Tayfun Görgün, ekonomik krizin yanı sıra son olarak Akbelen’de örneği görülen doğa katliamı ve hukuksuzlukların da tırmandığını, tüm bu çoklu kriz haline karşı örgütlü ve birleşik mücadele yürütülmesi gerektiğini ifade etti.
Piyasanın egemen olduğu bir ekonomik anlayış sonucunda halkın büyük çoğunluğunun açlık, yoksulluk ve işsizlik ile baş etmeye çalıştığını belirten Emin Koramaz, “Bilim ve tekniğin gerekleri yerine getirilmiyor. Buna bağlı olarak iş cinayetleri artıyor, güvencesizlik hızlanıyor, haklar tırpanlanıyor” dedi.
Emel Eroğlu da yaşanan ekonomik krizin siyasi bir tercihin sonucu olduğunu, iktidarın tercihini emeğiyle geçinenlerden değil, sermayeden yana kullandığını vurguladı.
Ortak açıklama ise KESK Eş Genel Başkanı Şükran Kablan Yeşil tarafından okundu.

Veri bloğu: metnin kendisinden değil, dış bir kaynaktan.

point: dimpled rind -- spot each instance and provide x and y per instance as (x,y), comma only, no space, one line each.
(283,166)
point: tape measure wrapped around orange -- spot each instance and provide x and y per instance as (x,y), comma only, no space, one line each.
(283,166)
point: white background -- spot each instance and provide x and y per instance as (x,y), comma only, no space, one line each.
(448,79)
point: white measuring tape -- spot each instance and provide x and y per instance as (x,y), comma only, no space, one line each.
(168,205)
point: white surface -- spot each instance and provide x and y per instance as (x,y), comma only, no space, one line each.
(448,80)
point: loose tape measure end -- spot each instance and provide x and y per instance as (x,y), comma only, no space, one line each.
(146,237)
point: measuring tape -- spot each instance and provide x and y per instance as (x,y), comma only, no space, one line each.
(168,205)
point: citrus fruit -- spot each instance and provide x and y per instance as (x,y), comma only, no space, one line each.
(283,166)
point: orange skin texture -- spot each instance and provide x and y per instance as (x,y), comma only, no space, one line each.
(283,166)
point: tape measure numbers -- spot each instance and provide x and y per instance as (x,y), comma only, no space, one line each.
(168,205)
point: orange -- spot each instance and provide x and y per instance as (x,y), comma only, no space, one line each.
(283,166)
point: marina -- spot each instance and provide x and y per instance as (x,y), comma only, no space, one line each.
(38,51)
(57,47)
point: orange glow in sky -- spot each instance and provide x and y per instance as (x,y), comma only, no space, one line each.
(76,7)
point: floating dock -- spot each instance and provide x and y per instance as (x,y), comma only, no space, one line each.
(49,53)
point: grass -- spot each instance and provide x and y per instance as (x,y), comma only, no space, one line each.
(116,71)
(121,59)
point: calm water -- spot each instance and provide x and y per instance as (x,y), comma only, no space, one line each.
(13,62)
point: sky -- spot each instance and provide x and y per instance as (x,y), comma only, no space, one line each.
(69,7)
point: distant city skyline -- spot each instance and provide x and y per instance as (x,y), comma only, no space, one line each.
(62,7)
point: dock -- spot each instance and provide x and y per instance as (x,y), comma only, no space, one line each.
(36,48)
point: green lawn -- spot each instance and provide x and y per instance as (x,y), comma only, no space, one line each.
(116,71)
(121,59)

“Emeğimiz her gün değersizleştiriliyor”
“IMF reçetelerinden de beter bir programla bir kez daha ezilenlerin, yoksulların ceplerine göz dikiliyor” diyen Kablan, ‘mali disiplin’, ‘bütçe açığını azaltma’, ‘vergiyi tabana yayma’ gibi adlar altında torba yasalarla vergi yükünün işçilerin ve emeklilerin omuzlarına yıkıldığını söyledi.
Kablan sözlerini şöyle sürdürdü:
“Halk işsizlikle, açlıkla, yoksullukla, artan borçlarla mücadele ederken AKP iktidarı hâlâ bir avuç patrona ve yandaş zümreye yeni ayrıcalıklar tanıyor, muafiyetler getiriyor. Bu nedenle nüfusun yüzde 1’ini oluşturan ama ulusal servetin yüzde 54’ünü elinde tutan dolar milyarderleri büyüdükçe büyüyor.”
“Zamlar geri alınsın”
“Halkın ezici çoğunluğunu yoksulluğa, açlığa, işsizliğe, borçluluğa ve güvencesizliğe mahkûm eden bu politikalar sadece bizlerin değil Türkiye’nin sırtında bir yüktür” diyen Kablan, sözlerinin devamında şu talepleri sıraladı:
- Başta temel tüketim maddeleri olmak üzere yapılan zamlar geri alınmalıdır!
- Temel ücretler yoksulluk sınırı üzerine çıkarılmalı, en düşük emekli maaşı Temmuz 2023 itibariyle net 15 bin TL’ye çıkarılmalıdır.
- Ücretler toplu sözleşmelerle belirlenmeli, her üç ayda bir yoksulluk sınırında yaşanan artışa göre güncellenmeli, üzerine her çeyrekte yaşanan büyüme rakamları refah payı olarak eklenmelidir.
- Yüksek enflasyon döneminde asgari ücret de yılda dört kez belirlenmelidir.
- Vergide adalet sağlanmalı, az kazanandan az, çok kazandan çok verginin alındığı, artan oranlı servet vergisinin uygulandığı bir vergi düzeni getirilmelidir.
- Sendikalaşma ve grevli gerçek toplu iş sözleşmesi önündeki tüm engeller kaldırılmalıdır.